The house was silent when he let himself in, everything exactly where he’d left it, and the place smelled of dirty laundry. Ignoring the state of the living room, which he hadn’t tidied in weeks, he microwaved a bowl of leftover chicken and vegetables, grabbed a beer from the fridge, and took his dinner out to the deck, where he could bask in the dying sunlight without facing the mess and emptiness of his living quarters. It was supposed to be home, but most nights, it felt more like a place to crash than anything else.

 

 

By the time Brooke had showered and changed into her pajamas, which read “Geek is the new sexy,” her natural buzz had worn off and she was exhausted. The only energy she held onto was the rage that seemed to grow exponentially the longer she allowed it to fester. How dare that heinous man kiss her until she couldn’t even remember who Rosa Bonheur was, or why she’d been so important to future generations of female artists, and then forget all about it?

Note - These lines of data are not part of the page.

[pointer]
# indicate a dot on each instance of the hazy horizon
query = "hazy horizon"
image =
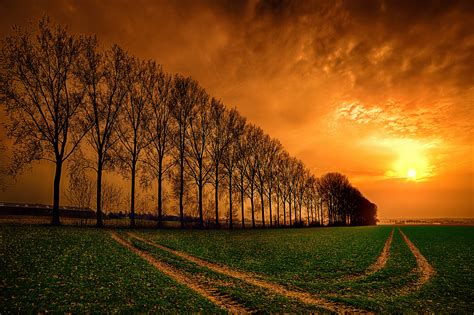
(381, 91)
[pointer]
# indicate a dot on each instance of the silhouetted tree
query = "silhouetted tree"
(220, 137)
(133, 125)
(159, 131)
(185, 93)
(251, 141)
(42, 96)
(236, 126)
(104, 76)
(197, 142)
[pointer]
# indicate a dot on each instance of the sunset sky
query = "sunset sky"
(382, 91)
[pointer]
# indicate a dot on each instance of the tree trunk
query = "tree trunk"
(132, 197)
(160, 192)
(181, 187)
(289, 207)
(230, 200)
(278, 210)
(201, 218)
(242, 199)
(100, 222)
(216, 196)
(251, 205)
(56, 190)
(270, 204)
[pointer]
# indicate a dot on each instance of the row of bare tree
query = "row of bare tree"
(64, 94)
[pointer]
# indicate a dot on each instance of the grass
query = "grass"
(78, 270)
(450, 250)
(83, 270)
(285, 255)
(252, 297)
(317, 261)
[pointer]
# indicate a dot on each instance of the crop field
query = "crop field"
(379, 268)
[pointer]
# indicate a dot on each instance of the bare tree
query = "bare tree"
(197, 142)
(184, 98)
(159, 131)
(219, 139)
(251, 141)
(241, 149)
(273, 150)
(42, 97)
(283, 180)
(112, 197)
(236, 126)
(104, 75)
(133, 125)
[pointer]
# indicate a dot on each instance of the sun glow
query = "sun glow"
(412, 160)
(411, 173)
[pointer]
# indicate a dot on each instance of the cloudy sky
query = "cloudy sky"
(382, 91)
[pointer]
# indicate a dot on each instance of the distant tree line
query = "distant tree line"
(62, 92)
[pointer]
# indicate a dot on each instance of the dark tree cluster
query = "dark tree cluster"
(63, 93)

How dare he make her feel beautiful and desirable and then squash that feeling with cold, hard reality?

As she wondered how many other women had suffered the same indignation, her pulse picked up, drumming in her throat like the marching anthem for the sisterhood of women Jack Farrelly had forgotten. She had no reason to believe there had been any others, but she preferred to think he was an asshole than admit she just hadn’t made that much of an impression. Grinding her teeth together, she made those theoretical and possibly imaginary women a promise. He wouldn’t treat any others like they were disposable and get away unscathed. Not on her watch.

Grabbing her laptop, she shimmied into bed beneath the covers, switched it on and loaded up her blog, the one she’d chronicled her journey on since her second heart surgery at fifteen, when she’d decided she needed to take ownership of her health issues and stop living in denial. Her parents may have wanted to hide her from the world forever, but she’d long since known she’d only be happy if she wrestled everything from life that she could. Opening a new post, she vented her fury to the web, not filtering the words as they spilled from her brain to her fingertips and appeared on the screen.